Il avait suivi Napoléon — pas comme soldat, mais comme secrétaire d'un commissaire de guerre. Il avait traversé les champs de bataille d'Iéna, il avait hiverné à Varsovie. Et puis un ami — un homme plus âgé qui possédait une filature rue des Tours et ne savait qu'en faire — lui avait proposé de tout reprendre. De le diriger, de l'associer à ses affaires, de lui en céder la suite. Philippe avait renoncé à l'uniforme brodé. Il avait pris, comme il l'écrivit lui-même dans ses mémoires, la veste de gros drap des travailleurs et le tablier de toile bleue du filetier. Il avait tout appris. Le métier, les clients, les marchés.

— Il habitait dans l'usine, dit Papa. Pas à côté. Dedans.

Il dit cela avec une inflexion particulière — comme si habiter dans son usine était la chose la plus naturelle du monde, et en même temps la chose la plus importante.

Mais Philippe n'était pas seulement un homme d'affaires. Il était républicain — profondément, obstinément.
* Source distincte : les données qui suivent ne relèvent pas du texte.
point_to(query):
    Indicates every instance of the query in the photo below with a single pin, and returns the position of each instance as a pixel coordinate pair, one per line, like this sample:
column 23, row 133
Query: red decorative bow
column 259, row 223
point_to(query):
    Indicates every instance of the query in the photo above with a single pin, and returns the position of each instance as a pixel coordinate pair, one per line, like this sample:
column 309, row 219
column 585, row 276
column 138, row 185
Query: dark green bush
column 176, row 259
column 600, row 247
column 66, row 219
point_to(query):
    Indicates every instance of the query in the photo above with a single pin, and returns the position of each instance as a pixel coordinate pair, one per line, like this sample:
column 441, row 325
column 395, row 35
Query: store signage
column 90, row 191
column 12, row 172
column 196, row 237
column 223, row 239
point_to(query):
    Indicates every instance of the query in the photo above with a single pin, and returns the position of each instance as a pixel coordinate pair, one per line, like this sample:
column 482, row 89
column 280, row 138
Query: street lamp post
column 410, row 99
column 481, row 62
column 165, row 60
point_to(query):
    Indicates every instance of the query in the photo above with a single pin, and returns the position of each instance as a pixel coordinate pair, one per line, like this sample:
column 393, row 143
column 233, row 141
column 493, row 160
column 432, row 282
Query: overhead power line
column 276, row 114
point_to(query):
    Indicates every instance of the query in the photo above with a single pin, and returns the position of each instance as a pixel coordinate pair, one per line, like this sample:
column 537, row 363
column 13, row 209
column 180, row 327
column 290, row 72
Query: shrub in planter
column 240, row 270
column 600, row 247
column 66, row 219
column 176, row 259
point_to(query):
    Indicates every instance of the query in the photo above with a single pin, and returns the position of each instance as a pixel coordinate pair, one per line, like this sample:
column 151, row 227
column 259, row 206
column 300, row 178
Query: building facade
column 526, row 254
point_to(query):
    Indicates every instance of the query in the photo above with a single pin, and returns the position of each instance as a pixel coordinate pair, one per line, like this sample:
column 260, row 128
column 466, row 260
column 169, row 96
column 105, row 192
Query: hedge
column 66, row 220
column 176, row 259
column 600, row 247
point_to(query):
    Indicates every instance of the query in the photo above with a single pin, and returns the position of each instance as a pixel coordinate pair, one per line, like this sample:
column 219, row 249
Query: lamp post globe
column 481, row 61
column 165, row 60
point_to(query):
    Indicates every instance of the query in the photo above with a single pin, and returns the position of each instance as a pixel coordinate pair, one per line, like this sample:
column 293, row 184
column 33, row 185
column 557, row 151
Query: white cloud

Sous Napoléon, quand le préfet avait voulu l'envoyer servir dans une garde d'honneur en ajoutant une particule à son nom — de Saint-Léger, comme si cela suffisait à changer un homme — Philippe avait résisté. Il avait intimidé le préfet dans son bureau. Il avait refusé.

Il connaissait Thiers, le général Cavaignac. Il avait participé au banquet de la Réforme — ces grandes réunions politiques déguisées en repas que les républicains organisaient pour contourner l'interdiction des assemblées, pour réclamer l'élargissement du droit de vote, pour dire tout haut ce qu'on ne pouvait pas dire autrement. En France, sous certains régimes, les réunions politiques étaient interdites. Alors on se retrouvait à table. On portait des toasts qui duraient le temps d'un discours. Et peu à peu ces banquets avaient grossi, s'étaient multipliés dans toute la France, jusqu'à ce que le gouvernement panique et les interdise — ce qui avait mis le feu aux poudres et amené la révolution. Philippe présidait le banquet de Lille. Il était de ceux-là.

— C'est une rupture, dit Papa. Il est né paysan. Il est mort industriel et républicain connu. Dans une seule vie.

Puis Victor, son fils. Papa ne l'avait pas connu non plus — Victor était mort en 1872, quand Papa avait deux ans. Mais Georges, son propre père, le lui avait raconté. Et maintenant Papa me le racontait à moi.

Victor avait hérité du caractère de Philippe — énergique, autoritaire, sans compromis. Vice-président du Conseil Général du Nord. Républicain affiché sous l'Empire, à une époque où afficher ses convictions pouvait coûter cher. Après la chute de Napoléon III, il avait été nommé colonel de la Garde nationale. Et il avait eu un duel — au Conseil Général, avec son ami le baron des Rotours, une discussion qui avait dégénéré. Il l'avait blessé grièvement. Il en était tellement désolé qu'il était parti en voyage en Italie pour se distraire. Il en était revenu malade. Il était mort à cinquante-trois ans.

Papa hocha légèrement la tête.

— Ils avaient des convictions, et ils ne les cachaient pas. Parfois ça coûtait cher. Mais ils ne les cachaient pas.

Il se retourna vers moi.

— Tu comprends pourquoi je t'amène ici ?

Je regardai le bâtiment. La pierre grise, les fenêtres étroites, rien d'élégant. Et pourtant c'était de là que venait tout le reste.

Je dis oui. Je crois que je comprenais.

Nous rentrâmes à pied par la rue Royale. Papa ne dit plus rien. Il n'avait plus besoin de rien dire.